Squink is my newest baby. I bought her on a whim right before I moved (I know, I'm bad... but they're addictive!) at the same store that I found Squeek in. She was a tiny little thing, that at the beginning actually looked like a banded rat, but in beige, with a dirty little nose. After a few weeks, the color stripe on her back and head faded out, leaving just a little bit of "dirt" on her nose and at the base of her tail - she was a siamese! "Squink" is a nickname my dad used to use when I was a kid, it basically meant "littlest one", and this little girl was exactly that. She has beautiful fine features, very fitting of a lady, and a tail that is about the same length as the boys' even though she's about half their size! She's full of guts and vim though, zapping all over the room like a wild thing when she's loose and attacking her treats like she's starving to death (she's not, believe me!).

In the beginning...

The story of the eight black ratlets starts in late July, as I packed up my three "babies" Squidge, Squeek and Squink for the long trip from Heidelberg, Germany, where I was stationed with the US Army, to my parent's home in Wenatchee, WA.
My three ratties kept me loving company in Germany, and the thought of leaving them behind was just unbearable.

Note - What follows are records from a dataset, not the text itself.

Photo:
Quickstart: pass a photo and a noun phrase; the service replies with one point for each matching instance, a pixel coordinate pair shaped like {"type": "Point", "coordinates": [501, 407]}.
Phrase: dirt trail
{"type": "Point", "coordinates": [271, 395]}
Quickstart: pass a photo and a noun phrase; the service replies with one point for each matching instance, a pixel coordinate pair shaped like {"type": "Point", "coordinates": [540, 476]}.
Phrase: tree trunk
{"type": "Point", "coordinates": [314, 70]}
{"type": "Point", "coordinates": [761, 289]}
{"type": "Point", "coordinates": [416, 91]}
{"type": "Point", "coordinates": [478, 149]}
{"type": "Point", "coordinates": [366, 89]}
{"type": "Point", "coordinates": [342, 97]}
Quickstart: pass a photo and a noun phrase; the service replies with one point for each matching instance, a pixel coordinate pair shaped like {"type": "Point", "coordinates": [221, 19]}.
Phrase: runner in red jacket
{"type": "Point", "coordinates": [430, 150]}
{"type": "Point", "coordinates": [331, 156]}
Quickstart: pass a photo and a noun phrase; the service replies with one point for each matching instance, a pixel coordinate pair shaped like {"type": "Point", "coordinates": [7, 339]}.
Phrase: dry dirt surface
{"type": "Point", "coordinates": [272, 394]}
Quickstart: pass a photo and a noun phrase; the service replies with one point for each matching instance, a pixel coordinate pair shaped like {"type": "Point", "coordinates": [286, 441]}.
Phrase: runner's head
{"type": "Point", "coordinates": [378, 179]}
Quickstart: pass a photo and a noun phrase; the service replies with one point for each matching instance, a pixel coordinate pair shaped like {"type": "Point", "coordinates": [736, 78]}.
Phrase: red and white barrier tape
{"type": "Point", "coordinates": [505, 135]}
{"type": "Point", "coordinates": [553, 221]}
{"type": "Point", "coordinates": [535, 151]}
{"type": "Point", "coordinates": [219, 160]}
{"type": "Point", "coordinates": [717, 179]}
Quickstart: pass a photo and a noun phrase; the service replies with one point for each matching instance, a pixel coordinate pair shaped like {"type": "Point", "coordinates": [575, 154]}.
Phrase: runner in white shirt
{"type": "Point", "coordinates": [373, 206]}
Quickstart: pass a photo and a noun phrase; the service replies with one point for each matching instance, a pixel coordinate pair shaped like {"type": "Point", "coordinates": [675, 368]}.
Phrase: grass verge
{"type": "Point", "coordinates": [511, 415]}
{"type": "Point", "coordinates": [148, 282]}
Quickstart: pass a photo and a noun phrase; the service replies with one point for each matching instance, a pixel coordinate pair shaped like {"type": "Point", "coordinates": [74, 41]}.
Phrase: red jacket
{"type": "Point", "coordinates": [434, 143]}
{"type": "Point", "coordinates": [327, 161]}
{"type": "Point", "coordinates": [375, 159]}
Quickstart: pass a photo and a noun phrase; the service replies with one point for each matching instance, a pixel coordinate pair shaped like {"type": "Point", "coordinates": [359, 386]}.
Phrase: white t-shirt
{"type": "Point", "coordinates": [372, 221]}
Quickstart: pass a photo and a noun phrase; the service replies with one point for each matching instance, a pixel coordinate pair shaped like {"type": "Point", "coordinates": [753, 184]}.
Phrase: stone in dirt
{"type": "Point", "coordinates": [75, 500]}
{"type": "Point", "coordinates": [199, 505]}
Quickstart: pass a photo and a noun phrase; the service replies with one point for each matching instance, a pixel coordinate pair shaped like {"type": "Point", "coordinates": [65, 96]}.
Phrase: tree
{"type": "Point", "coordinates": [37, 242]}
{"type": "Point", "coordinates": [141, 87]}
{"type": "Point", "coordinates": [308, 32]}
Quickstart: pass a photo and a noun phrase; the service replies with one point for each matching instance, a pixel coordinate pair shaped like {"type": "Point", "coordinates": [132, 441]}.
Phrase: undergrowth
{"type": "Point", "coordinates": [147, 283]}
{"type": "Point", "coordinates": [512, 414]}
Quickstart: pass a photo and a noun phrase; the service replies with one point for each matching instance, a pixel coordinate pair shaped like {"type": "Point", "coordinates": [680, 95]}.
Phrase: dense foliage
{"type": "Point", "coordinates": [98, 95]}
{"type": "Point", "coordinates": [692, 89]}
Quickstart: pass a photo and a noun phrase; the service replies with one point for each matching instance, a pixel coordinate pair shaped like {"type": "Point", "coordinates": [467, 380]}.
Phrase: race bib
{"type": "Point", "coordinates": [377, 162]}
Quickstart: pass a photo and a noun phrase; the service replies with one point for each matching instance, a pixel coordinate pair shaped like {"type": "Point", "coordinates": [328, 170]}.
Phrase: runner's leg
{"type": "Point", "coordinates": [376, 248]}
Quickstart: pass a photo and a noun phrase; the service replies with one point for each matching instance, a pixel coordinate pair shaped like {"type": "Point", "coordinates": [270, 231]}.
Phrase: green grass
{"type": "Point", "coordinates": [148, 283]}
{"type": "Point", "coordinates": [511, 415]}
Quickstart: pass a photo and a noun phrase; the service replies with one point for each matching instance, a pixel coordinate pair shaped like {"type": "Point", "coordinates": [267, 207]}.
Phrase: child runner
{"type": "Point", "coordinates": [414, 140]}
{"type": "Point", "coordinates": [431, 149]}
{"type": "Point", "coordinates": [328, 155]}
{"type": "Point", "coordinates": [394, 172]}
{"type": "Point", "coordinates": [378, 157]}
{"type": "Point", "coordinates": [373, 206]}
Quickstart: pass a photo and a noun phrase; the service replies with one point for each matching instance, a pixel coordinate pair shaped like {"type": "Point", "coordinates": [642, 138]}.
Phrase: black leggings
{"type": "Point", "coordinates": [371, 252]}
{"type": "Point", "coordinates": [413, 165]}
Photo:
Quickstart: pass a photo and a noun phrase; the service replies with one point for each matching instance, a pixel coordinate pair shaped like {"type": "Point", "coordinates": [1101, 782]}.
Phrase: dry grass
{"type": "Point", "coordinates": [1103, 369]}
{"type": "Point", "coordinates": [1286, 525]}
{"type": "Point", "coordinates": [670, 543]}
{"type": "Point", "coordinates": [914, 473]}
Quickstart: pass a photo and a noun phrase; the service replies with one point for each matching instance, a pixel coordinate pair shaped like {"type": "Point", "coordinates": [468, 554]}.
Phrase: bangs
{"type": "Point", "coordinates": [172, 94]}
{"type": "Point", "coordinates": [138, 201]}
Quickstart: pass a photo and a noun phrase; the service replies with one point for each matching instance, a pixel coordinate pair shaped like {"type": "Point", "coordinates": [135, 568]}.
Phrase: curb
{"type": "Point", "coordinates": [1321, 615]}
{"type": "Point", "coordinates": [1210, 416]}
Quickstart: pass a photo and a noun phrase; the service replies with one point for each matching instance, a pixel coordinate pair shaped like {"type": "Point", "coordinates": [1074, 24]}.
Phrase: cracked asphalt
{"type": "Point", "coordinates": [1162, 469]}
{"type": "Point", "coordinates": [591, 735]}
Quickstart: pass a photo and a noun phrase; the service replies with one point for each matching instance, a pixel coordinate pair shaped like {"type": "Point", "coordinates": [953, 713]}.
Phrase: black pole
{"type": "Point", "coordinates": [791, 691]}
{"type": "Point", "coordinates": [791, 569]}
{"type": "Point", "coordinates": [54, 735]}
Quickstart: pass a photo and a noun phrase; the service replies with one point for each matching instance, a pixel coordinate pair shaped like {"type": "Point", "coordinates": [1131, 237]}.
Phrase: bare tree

I figured that I'd just bring them home with me - you just put them in a dog carrier and get on the plane, right? Well... no. It ain't so easy. Customs didn't cause any problems at all - rat's are easier to get across the border than dogs, you just need a health certificate. It's all the airline's fault in this case; apparently, rats are "dangerous" on a plane because they "might" escape and chew up wiring. Never mind the noise and strange people and smells that will pretty much make them want to curl up and hide... oh well.
Anyhow, I ended up having to call all sorts of shipping companies to try to find some way to bring my kids home. After lots of calls to airlines trying to sweet talk my babies onto a plane, I finally broke down and used my only option; I paid an animal shipper to bring my babies home. It cost a whopping 350 euro (roughly $470)!!! For that price, all three babies could ride together in a double screened doggy carrier and would meet me in Seattle as I arrived. All my friends thought I was crazy, but I just couldn't leave my babies behind.